サネカズラの概要
長い花柄が新しい枝の基部より五月から六月にかけて下側に垂れ、淡黄色をした一つの花を咲かせます。雌花には沢山の雌しべが見られ、花の時期が終了した後、球形をした集合果になります。その集合果は、伸長した花床上に発生します。雌雄異株で、厚みのある葉を持ち、その縁には鋸歯が見られます。またツヤがあって柔らかく、毛が見られません。サネカズラは日本で関東より西側の暖地に分布していて、蔓性木本であるため、自分以外の植物に絡みついて成長していきます。
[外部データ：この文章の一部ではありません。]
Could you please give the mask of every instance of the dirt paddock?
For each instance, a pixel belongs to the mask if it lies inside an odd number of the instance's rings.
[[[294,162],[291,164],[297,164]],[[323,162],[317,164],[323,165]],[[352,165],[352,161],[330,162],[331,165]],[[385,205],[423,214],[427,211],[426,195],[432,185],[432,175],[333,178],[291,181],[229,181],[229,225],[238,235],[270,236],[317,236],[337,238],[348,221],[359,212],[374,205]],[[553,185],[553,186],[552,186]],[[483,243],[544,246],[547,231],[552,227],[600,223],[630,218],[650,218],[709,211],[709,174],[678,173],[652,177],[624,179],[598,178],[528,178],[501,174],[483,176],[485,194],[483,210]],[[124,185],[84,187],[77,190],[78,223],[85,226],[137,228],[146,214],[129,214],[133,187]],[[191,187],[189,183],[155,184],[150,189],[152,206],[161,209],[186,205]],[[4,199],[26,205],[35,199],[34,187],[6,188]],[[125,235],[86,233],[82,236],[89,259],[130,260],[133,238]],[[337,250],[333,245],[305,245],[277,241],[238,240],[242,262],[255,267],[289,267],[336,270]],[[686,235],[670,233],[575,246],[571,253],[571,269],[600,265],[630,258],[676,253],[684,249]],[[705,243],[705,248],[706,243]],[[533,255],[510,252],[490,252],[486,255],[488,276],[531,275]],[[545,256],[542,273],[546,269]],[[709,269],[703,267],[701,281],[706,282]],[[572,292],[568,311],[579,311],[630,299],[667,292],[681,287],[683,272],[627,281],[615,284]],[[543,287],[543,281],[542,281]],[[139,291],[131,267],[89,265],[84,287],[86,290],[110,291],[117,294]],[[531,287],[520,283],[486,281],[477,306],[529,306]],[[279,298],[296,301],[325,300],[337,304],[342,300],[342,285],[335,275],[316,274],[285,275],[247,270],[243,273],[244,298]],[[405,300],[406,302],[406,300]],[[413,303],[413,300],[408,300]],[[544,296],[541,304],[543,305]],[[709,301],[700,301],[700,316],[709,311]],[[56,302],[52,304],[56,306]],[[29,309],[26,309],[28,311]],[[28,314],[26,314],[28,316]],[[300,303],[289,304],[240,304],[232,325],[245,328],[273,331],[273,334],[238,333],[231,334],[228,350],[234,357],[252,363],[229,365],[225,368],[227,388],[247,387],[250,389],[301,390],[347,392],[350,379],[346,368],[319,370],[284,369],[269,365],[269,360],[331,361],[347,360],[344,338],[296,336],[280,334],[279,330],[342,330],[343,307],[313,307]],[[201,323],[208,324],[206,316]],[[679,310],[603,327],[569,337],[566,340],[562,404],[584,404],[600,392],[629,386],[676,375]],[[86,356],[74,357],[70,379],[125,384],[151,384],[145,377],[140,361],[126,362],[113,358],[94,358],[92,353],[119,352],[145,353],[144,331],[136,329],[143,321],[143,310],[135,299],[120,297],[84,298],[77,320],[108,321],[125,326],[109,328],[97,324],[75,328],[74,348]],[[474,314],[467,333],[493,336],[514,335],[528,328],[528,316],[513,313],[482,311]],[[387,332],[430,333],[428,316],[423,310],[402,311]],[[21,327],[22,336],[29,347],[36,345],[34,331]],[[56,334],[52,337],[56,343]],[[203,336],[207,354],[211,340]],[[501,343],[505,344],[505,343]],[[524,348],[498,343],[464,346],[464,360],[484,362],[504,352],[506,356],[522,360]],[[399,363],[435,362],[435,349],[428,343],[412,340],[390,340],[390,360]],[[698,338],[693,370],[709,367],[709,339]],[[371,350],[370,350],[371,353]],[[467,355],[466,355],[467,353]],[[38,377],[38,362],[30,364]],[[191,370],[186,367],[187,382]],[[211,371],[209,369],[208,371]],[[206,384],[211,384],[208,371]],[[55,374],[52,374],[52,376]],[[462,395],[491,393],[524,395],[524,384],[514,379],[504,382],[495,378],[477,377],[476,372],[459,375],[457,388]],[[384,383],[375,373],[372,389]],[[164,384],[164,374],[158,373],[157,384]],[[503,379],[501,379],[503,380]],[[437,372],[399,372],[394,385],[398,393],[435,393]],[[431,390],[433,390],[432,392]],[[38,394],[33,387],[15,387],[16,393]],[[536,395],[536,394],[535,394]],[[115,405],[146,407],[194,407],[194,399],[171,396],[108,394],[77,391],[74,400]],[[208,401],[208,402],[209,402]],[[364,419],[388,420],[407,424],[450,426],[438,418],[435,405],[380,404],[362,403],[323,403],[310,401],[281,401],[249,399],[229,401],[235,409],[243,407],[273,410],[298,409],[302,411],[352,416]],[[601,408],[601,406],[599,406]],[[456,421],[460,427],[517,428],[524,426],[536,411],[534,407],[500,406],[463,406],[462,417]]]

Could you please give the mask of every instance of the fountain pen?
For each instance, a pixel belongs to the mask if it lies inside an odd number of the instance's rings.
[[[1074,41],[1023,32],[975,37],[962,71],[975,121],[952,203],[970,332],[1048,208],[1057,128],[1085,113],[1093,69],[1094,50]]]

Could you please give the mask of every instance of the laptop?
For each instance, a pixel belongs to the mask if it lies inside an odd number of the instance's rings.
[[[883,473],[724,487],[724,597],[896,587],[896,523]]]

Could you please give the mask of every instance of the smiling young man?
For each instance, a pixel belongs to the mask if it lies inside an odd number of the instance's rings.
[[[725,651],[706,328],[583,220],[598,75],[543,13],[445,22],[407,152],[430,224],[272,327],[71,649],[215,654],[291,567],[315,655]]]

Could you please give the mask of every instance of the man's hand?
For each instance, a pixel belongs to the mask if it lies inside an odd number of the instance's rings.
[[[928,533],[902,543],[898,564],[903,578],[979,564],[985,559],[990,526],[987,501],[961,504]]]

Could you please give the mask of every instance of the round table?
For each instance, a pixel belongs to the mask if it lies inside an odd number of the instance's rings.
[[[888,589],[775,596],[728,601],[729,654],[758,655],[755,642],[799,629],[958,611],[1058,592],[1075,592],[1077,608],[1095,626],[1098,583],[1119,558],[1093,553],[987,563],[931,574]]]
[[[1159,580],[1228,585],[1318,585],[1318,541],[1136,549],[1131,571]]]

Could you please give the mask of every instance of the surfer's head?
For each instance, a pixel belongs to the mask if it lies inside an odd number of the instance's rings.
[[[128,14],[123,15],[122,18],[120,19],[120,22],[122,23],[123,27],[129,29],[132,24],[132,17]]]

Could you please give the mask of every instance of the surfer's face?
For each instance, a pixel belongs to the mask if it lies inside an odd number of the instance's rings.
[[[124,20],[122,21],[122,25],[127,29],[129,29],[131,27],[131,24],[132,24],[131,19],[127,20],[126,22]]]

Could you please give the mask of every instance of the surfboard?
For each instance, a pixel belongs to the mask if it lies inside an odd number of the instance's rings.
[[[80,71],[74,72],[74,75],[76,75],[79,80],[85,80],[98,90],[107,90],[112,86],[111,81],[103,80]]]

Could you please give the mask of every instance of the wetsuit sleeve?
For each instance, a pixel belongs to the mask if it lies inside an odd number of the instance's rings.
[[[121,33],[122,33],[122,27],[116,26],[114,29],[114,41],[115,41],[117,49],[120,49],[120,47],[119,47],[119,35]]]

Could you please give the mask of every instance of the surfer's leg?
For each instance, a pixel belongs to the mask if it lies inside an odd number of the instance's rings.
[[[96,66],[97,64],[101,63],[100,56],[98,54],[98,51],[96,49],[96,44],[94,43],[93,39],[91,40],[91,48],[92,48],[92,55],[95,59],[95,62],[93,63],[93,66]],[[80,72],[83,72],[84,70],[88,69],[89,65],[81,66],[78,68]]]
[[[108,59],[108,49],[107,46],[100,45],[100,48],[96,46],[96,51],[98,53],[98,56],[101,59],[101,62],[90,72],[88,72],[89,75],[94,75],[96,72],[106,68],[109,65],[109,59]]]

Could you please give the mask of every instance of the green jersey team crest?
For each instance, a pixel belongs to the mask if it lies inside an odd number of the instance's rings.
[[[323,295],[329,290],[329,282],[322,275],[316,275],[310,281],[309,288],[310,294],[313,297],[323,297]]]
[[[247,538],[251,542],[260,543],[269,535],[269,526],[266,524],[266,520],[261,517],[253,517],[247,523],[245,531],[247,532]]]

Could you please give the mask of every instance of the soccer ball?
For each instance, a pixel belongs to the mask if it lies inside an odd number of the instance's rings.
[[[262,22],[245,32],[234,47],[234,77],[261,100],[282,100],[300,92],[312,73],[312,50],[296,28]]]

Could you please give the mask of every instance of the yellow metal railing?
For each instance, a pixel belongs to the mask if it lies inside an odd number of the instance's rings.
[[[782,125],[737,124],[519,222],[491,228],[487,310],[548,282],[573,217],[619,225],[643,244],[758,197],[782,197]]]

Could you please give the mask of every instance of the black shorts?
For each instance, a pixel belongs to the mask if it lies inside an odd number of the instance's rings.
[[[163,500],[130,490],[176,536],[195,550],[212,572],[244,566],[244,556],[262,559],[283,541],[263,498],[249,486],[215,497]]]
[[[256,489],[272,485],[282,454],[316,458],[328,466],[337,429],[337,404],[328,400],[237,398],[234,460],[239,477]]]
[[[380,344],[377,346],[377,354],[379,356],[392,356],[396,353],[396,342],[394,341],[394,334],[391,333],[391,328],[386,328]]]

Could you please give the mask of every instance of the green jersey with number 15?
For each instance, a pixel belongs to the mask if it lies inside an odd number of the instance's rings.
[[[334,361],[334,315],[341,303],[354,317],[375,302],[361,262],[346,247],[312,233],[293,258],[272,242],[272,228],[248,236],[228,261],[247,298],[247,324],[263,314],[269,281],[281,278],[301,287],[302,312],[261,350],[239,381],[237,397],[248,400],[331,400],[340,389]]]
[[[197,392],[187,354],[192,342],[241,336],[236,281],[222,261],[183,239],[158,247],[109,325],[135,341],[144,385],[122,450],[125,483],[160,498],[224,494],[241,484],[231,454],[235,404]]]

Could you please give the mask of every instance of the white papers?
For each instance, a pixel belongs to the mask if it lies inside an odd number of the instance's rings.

サネカズラの栽培は、株分け或いは挿し木によって行い、秋の終わりを迎える頃に成熟した果実を採取します。これを天日干し後、乾燥させたものが利用されています。サネカズラの茎葉は、通常、必要なときに採取されますが、保存する場合は夏に採取したものを陰干しにして乾燥させます。尚、マツブサ科に分類されるサネカズラは、漢方の領域でも利用されており、美男葛(びなんかずら)と呼ばれる生薬名を有しています。これは、生の茎葉から抽出される粘液性の液体のことを指しています。また、南五味子(なんごみし)と呼ばれる生薬名もあり、こちらは、成熟したサネカズラの果実部を乾燥させたものとなります。
サネカズラ/薬草で期待される効能・効果
滋養強壮、疲労回復など。いずれも果実部が用いられますが、茎葉は頭髪に塗布されたりもします。水の量を増やして果実酒にすると、粘液性が現れ、これが毛の艶を良くすると言われています。